Harbor Buys Suburban L.A. Office Park for $48M
The 213,500-square-foot Encino Office Park in Encino takes the company one step closer toward its goal of acquiring $250 million in suburban Southern California properties over the next 12 months.
Harbor Associates recently completed the acquisition of Encino Office Park, an approximately 213,500-square-foot office campus in Encino, Calif. Harbor purchased the suburban Los Angeles property from the Moss Group in a $48 million transaction.
Located adjacent to a metro station, Encino Office Park sprouted up on a 3.5-acre site at 6345 Balboa Blvd. in a two-phase process that yielded two three-story buildings in 1988 and another two three-story structures in 1990. Today, the campus is 89 percent leased.
With eyes on meeting a certain need in the local office market, Harbor plans to renovate the property and reposition vacant square footage as state-of-the-art spec suites. “We’ve seen strong tenant demand for differentiated and well-appointed office space in our North L.A. portfolio, particularly from tenants in the 1,000- to 8,000-square-foot range,” Paul Miszkowicz, principal with Harbor Associates, said in a prepared statement. “We think there’s unmet demand in this space.”
Harbor relied on the CBRE team of Shaun Moothart, Bruce Francis, Dana Summers and Katie Diaz to arrange acquisition financing for Encino Office Park through PNC Bank. The firm’s Anthony Delorenzo, Mark Shaffer, Todd Tydlaska and Mike Longo represented the seller.
The quarter-billion-dollar plan
The acquisition of Encino Office Park expands Harbor’s footprint in the North Los Angeles area to 1 million square feet and marks a notable step in the real estate company’s goal of investing more than $250 million in suburban Southern California assets over the next 12 months.

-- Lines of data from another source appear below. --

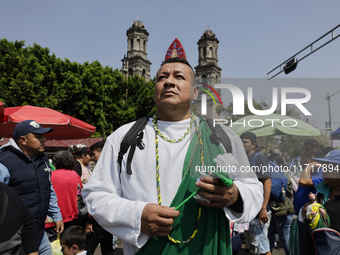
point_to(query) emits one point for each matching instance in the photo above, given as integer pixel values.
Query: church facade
(136, 62)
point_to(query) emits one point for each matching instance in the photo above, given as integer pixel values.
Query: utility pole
(330, 124)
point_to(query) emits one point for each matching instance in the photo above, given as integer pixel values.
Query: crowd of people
(153, 198)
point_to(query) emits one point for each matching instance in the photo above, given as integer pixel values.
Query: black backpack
(134, 137)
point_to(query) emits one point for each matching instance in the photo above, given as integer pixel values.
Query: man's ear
(75, 249)
(22, 140)
(196, 92)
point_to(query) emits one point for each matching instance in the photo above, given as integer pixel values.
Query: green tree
(88, 91)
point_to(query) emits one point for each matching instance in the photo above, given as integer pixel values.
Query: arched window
(138, 44)
(211, 52)
(131, 44)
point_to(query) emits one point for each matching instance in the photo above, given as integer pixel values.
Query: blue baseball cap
(29, 126)
(332, 157)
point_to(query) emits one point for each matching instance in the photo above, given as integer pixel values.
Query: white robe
(117, 200)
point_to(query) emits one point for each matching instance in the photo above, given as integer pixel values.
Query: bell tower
(136, 62)
(207, 57)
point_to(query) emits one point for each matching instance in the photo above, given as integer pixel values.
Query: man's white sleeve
(103, 198)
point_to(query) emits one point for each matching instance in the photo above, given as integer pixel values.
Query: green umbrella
(273, 124)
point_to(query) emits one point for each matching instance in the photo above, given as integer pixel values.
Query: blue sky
(255, 36)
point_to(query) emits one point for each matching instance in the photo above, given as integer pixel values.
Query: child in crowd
(72, 241)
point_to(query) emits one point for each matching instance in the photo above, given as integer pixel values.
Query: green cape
(213, 236)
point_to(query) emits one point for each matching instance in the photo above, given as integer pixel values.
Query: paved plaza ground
(119, 251)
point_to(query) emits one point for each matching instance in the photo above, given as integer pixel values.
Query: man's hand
(89, 229)
(157, 220)
(214, 190)
(306, 176)
(59, 227)
(263, 216)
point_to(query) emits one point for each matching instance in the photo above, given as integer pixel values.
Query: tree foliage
(88, 91)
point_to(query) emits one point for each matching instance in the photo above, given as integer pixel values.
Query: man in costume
(25, 168)
(140, 207)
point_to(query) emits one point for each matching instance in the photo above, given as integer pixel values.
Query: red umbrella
(64, 126)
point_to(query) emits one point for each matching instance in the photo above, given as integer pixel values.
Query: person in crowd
(257, 234)
(72, 241)
(17, 225)
(66, 184)
(282, 214)
(139, 207)
(311, 143)
(83, 157)
(331, 165)
(25, 168)
(95, 233)
(309, 177)
(331, 176)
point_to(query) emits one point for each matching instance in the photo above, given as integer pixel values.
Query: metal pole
(330, 116)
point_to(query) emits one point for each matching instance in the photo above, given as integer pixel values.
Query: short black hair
(311, 143)
(278, 159)
(73, 235)
(177, 60)
(63, 160)
(98, 146)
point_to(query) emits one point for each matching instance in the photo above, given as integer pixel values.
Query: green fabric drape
(213, 236)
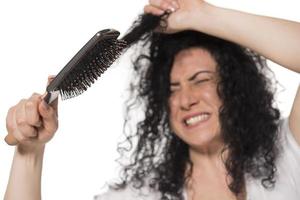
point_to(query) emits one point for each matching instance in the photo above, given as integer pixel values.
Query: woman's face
(194, 102)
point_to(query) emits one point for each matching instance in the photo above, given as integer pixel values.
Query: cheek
(212, 98)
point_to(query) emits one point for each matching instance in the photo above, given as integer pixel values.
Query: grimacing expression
(194, 102)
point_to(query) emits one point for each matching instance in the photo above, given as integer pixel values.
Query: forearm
(25, 177)
(275, 39)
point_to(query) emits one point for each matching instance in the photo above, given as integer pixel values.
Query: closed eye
(201, 81)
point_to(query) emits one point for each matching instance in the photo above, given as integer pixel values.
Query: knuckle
(29, 105)
(21, 121)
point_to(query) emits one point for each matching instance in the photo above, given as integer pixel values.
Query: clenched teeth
(196, 119)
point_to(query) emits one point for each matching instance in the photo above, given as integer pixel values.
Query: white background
(37, 38)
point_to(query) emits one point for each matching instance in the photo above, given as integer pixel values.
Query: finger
(153, 10)
(165, 4)
(49, 117)
(31, 110)
(23, 129)
(54, 104)
(10, 138)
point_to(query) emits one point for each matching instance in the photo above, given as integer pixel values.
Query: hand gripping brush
(84, 68)
(94, 58)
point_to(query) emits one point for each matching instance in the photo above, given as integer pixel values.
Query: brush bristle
(91, 67)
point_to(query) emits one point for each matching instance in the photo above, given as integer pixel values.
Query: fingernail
(171, 8)
(45, 105)
(175, 4)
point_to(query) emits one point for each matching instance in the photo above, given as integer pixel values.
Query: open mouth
(196, 119)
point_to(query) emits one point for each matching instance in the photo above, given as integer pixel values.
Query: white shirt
(287, 185)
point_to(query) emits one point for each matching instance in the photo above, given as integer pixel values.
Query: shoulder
(129, 193)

Harbor has targeted Southern California since its formation in 2015, amassing a total of 17 projects. Transactions over the last year include the $31.2 million joint venture acquisition of The Pinnacle, a 110,110-square-foot office building in San Diego, from BioMed Realty.
“Our acquisition goals are largely based on the opportunity that we’re seeing in the marketplace,” Miszkowicz told Commercial Property Executive. “Harbor’s portfolio has a tenant base which ranges from Fortune 500 companies to sole proprietors. We’re seeing business leaders making purchase decisions, growing their real estate footprints and square footage, investing in their space as a tool to attract and retain talent, and signing long term leases—all indicative bullish signals.”
In 2018, Harbor’s Southern California portfolio totaled 2 million square feet, 1 million square feet of which was unoccupied. However, in the last nine months, Miszkowicz said, the company has filled 650,000 square feet of that vacancy.